Artificial neural networks as potential classification tools for dinoflagellate cyst images: A case using the self-organizing map clustering algorithm

Abstract

Automated palynological analysis has been previously proposed but proved difficult to achieve. Here, the first instance of dinoflagellate cyst (dinocyst) image clustering from palynological samples based on morphological and textural image analysis (IA) features is presented. Dinocyst-dominated example images (including acritarchs and other algae) were acquired from Cretaceous, Paleogene and Holocene samples. IA features that cover a broad array of measurements are used, including morphological, Fourier and textural descriptors, as well as geometric moments and color. To determine clusters, unsupervised self- organized maps (a genre of artificial neural networks) were used. Self-organized maps (SOMs) can determine their own classification of data in cases where no knowledge of the true class of each data point exists. Using a SOM five major clusters can be identified including clusters of freshwater alga, proximate dinocysts, proximate dinocysts with long horns, proximochorate dinocysts and chorate dinocysts. Minor variations can also be identified based on red, green and blue color, textural variations, and dinocyst process length in the form of morphological (shape) descriptors.
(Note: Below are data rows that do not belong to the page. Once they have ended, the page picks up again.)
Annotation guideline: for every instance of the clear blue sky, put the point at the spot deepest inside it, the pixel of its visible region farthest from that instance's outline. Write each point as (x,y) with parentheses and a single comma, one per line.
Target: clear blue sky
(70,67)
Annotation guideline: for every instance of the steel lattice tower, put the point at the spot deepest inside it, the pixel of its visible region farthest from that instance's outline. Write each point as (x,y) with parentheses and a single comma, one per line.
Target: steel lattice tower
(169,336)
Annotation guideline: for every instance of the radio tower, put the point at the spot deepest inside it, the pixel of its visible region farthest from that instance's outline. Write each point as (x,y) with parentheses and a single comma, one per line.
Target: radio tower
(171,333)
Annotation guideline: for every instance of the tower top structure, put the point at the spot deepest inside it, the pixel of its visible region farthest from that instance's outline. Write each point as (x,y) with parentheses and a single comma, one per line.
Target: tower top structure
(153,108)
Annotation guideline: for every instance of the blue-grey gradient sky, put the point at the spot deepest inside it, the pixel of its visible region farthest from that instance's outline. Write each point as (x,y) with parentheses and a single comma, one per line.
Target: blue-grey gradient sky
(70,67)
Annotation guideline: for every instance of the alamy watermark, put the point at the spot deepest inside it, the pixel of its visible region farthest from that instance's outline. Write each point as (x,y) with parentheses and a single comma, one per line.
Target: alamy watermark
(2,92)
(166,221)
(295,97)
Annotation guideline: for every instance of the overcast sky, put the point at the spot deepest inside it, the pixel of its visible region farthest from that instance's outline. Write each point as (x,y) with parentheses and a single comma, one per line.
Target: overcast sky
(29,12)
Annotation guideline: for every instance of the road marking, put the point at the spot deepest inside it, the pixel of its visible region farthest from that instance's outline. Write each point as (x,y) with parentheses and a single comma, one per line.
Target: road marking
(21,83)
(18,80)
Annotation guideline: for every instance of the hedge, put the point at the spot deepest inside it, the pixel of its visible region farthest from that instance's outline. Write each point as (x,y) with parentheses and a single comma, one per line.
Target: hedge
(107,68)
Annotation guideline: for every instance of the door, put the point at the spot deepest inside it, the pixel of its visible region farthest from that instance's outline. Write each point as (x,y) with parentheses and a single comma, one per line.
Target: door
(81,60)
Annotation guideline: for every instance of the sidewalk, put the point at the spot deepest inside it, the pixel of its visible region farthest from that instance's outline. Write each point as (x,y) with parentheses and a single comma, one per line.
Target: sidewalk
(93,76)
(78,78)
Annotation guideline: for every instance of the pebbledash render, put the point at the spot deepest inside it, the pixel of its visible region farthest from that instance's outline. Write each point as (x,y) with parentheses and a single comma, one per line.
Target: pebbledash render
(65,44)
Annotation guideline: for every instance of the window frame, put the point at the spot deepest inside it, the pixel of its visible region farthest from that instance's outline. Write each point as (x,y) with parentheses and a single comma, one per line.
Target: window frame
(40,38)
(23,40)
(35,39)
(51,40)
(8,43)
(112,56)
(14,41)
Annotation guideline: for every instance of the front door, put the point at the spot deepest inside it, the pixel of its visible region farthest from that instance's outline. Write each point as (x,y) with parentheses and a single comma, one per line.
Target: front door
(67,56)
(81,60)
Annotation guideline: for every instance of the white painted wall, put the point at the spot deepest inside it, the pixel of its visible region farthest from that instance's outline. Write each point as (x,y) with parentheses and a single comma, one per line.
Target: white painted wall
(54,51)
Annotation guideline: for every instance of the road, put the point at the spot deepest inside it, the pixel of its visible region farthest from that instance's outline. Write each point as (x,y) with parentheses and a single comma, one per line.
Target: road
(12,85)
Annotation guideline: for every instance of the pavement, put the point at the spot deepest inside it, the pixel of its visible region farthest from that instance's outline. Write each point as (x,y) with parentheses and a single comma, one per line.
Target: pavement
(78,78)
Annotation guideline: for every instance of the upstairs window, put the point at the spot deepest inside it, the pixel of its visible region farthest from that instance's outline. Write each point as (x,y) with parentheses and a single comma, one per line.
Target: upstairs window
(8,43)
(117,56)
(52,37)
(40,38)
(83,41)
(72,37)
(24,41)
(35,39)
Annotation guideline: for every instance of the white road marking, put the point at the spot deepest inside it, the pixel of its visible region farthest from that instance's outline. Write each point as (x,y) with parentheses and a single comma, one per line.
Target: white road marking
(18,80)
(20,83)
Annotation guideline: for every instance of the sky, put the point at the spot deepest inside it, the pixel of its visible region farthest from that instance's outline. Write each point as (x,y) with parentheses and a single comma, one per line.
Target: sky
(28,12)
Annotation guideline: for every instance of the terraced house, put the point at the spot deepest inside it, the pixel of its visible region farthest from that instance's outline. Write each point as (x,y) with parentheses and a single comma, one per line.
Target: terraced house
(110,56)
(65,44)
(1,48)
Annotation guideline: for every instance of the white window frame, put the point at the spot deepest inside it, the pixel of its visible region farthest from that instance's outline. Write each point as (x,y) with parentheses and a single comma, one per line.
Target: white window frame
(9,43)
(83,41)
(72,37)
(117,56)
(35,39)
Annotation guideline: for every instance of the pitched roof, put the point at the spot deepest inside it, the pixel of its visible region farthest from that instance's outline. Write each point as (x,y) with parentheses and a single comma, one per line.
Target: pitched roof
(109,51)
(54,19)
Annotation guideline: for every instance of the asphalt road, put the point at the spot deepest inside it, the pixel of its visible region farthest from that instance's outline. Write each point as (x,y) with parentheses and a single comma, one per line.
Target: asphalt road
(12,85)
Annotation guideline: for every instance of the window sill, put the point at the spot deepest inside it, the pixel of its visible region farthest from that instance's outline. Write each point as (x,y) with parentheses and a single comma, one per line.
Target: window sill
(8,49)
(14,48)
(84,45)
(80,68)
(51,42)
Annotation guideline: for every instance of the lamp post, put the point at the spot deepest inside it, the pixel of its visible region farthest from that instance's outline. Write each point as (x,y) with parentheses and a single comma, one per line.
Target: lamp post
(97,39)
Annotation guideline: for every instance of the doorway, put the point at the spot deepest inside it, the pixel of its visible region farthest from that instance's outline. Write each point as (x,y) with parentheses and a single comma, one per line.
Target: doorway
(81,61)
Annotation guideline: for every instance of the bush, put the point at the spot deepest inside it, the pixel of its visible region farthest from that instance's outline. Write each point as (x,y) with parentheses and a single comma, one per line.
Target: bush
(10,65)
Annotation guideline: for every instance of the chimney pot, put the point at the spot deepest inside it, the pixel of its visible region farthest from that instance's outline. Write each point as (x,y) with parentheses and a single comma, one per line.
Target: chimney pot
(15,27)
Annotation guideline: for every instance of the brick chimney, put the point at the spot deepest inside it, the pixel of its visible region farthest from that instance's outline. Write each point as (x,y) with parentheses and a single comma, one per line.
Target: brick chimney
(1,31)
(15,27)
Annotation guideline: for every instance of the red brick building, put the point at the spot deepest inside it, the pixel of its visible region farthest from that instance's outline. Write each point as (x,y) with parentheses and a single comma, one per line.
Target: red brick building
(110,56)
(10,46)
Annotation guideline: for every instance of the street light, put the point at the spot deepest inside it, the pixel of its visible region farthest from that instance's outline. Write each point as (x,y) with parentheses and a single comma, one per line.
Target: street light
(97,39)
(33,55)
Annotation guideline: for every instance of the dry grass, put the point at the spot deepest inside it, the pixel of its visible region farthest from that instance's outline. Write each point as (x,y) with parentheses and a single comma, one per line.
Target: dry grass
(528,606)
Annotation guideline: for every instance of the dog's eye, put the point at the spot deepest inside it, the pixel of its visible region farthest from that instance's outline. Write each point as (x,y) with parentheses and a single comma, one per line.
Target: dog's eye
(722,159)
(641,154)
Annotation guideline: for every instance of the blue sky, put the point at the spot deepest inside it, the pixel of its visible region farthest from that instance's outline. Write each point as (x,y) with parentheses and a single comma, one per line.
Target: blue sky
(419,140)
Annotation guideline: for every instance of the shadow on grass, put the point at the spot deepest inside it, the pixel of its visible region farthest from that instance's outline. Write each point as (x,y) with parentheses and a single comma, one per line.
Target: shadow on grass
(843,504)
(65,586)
These major and minor clusters demonstrate the open-ended capability of the system to be a wider palynological identification tool. The advantages of automation in palynology are articulated and the hurdles yet to overcome discussed. These advantages include freeing humans from ‘routine identification’ so that more emphasis can be placed upon distinguishing the rarer (‘unknown’) particles and placing them in a descriptive context. Challenges yet to conquer include distinguishing between images of closely related morphologies and/or textures. It is envisaged that technological and computational developments will quickly facilitate such further developments.